Capital Crisis: Minority Businesses and Access to Credit
Nana Adjeiwaa-ManuNana Adjeiwaa-Manu is a former Research and Writing Fellow at the Center for Global Policy Solutions. She is interested in identity, social support systems, and the connection between health and wealth. Nana holds a bachelor's degree in Sociology and African & African-American Studies, and will be pursuing a Ph.D. in Sociology this fall. You can follow her on Twitter @AdjeiwaaKodyie.
Entrepreneurship is a crucial to closing the racial wealth gap. Yet, Experian Data’s recent study on minority businesses shows that although the number of minority businesses is growing, they tend to fail. Why? Minority entrepreneurs are facing a capital crisis.
Twenty-one percent of all small business owners are minorities, and industry professionals are beginning to take an interest in helping these businesses grow. However, minority businesses are unable to access capital at the same rate as non-minority businesses. Less access to capital results in slower business growth.

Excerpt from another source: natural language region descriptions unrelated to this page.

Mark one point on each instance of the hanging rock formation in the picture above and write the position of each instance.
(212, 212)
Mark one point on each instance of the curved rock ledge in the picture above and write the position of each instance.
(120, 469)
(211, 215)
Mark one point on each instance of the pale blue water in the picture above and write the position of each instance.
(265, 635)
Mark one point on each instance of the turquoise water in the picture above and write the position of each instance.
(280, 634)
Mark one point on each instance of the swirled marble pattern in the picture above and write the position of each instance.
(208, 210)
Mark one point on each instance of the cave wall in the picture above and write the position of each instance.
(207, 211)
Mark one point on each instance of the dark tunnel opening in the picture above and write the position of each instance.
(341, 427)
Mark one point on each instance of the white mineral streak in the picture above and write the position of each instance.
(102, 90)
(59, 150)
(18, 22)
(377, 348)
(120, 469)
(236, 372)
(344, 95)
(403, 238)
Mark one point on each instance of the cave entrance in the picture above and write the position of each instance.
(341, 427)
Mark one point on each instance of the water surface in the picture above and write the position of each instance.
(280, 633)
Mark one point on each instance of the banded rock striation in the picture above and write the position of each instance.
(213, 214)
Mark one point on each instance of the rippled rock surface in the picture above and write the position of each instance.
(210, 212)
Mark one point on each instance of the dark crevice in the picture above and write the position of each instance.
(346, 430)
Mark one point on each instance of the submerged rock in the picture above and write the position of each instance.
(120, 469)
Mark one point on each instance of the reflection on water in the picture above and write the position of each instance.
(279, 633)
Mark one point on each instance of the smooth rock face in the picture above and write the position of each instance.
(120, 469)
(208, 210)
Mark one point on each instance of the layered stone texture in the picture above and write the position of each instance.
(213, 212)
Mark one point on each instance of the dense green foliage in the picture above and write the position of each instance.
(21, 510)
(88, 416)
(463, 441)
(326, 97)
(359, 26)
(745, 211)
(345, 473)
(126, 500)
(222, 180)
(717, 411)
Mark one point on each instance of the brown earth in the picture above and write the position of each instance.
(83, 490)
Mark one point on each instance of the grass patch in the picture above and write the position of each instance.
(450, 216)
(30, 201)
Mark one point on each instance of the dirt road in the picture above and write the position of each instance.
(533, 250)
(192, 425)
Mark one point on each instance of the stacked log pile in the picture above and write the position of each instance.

In addition, 8.3 percent of minority business owners have at least one consumer credit card that is severely delinquent, compared with 6.8 percent of the general small business population. This disparity in credit profiles impacts minority business owners’ ability to obtain credit lines, which are useful for capitalization, especially in a firm’s early stages.
To add to this concerning situation, minority businesses are already more likely to be denied credit, and tend not to apply for loans because they fear that they will be denied. Evaluating this statistic through the lens of race and gender reveals that more than 31 percent of minority business owners are women. Minority women’s businesses are even more likely to fail because they tend to have less access to financial resources such as venture capital and access to credit.
Policymakers have much work to do in advancing inclusive lending practices and establishing systems that uniquely address minority business owners. Lawmakers’ support of alternative lending sources such as community development banks and calls for lenders to be equitable in their lending practices will help expand minority firms’ access to credit and capital. Through policies aimed at financial inclusion for all, minority firms will be more readily equipped to thrive.